Comme le réclamaient les oppositions, le groupe majoritaire a accepté la publicité de l'ensemble des auditions, sauf dans le cas où un fonctionnaire demanderait le huis clos. Mais la commission, dont les travaux doivent durer un mois, n'a pas été en mesure d'acter la suite du programme. La liste des personnes à entendre fait notamment débat. Les Républicains réclament d'entendre jusqu'au secrétaire général de l'Elysée, Alexis Kohler, et jusqu'à Christophe Castaner, le délégué général de La République en marche, Les Insoumis demandant impérativement la présence d'Alexandre Benalla, toujours en garde à vue ce samedi alors qu'il devait se marier dans la journée. 

Dans l'hémicycle du Palais Bourbon, la séance devant porter en principe tout le week-end sur la révision constitutionnelle a péniblement repris en fin de matinée par des rappels au règlement, après une suspension pendant la réunion de la commission des Lois. Il reste encore 1470 amendements à examiner sur le projet de loi constitutionnelle, dont plus personne n'ose pronostiquer la fin de l'examen.

"Bordelliser le travail parlementaire"

"Nous devons nous remettre au travail", a plaidé plus tôt sur France Inter Gilles Le Gendre, un vice-président du groupe LaREM, demandant: "Est-ce que nos oppositions veulent bloquer ou non les institutions?" Le député dit avoir senti chez certains membres de l'opposition une "volonté de partir en vacances autant que celle de faire de l'obstruction politique". 

"Le boycott devient un principe de fonctionnement chez vous. Vous voulez bordelliser le travail parlementaire", avait lancé vendredi soir Richard Ferrand, le chef de file des députés marcheurs.

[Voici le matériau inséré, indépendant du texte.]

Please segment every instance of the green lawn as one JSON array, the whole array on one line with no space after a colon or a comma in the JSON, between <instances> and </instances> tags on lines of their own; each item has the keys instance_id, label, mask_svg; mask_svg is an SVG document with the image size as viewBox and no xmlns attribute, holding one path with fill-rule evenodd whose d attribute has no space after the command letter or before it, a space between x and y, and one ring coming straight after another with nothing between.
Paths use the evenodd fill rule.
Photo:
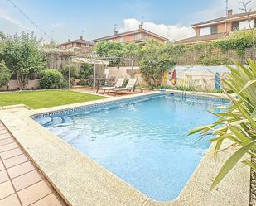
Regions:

A la majorité, Jean-Luc Mélenchon a répondu dans un entretien au Monde en agitant le spectre de la motion de censure, puisque "le parlement ne peut pas interpeller le chef de l'Etat".

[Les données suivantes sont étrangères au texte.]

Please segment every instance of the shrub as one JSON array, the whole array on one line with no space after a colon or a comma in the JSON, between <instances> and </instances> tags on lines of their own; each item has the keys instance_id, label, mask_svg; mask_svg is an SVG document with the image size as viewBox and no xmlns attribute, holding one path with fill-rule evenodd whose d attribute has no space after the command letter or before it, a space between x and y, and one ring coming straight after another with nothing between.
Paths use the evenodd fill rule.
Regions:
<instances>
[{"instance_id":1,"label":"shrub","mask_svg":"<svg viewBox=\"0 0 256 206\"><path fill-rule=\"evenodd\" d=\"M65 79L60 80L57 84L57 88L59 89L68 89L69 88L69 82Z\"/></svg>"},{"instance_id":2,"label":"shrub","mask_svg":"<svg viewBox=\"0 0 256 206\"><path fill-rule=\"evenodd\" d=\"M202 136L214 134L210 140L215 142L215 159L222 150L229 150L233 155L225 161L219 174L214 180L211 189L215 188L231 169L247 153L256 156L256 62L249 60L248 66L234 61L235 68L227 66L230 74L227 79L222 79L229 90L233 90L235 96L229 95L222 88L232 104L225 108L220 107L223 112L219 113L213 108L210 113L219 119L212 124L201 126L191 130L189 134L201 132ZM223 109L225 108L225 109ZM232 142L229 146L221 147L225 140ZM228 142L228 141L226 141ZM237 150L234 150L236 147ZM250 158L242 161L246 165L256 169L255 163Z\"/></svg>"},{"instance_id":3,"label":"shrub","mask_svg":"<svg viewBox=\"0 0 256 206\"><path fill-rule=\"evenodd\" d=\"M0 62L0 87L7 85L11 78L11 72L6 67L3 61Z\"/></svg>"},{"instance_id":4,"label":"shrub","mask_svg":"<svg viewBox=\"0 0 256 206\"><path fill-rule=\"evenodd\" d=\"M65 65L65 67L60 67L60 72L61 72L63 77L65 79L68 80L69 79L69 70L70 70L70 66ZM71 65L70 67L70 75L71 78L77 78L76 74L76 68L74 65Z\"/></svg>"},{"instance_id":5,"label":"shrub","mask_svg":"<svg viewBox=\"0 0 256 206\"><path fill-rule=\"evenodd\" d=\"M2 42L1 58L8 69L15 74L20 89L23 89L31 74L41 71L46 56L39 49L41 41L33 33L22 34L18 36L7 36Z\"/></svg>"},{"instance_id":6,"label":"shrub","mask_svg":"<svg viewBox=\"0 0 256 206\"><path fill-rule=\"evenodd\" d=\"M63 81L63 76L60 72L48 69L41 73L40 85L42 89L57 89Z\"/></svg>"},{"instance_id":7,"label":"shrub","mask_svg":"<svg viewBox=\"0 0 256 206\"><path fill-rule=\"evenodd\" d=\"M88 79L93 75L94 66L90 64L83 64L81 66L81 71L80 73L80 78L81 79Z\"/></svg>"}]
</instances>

"Le comportement de la majorité est celui d’un avion sans pilote. On dirait que personne ne veut porter le chapeau. Ils sont tétanisés. Ironie de la situation: l’assemblée étudie un texte constitutionnel qui va affaiblir davantage le parlement. Et tout ce que nous dénonçons dans cette réforme constitutionnelle est en train de se vérifier avant même que cette réforme soit en place", a estimé le député insoumis, qui a comparé l'affaire Benalla au Watergate.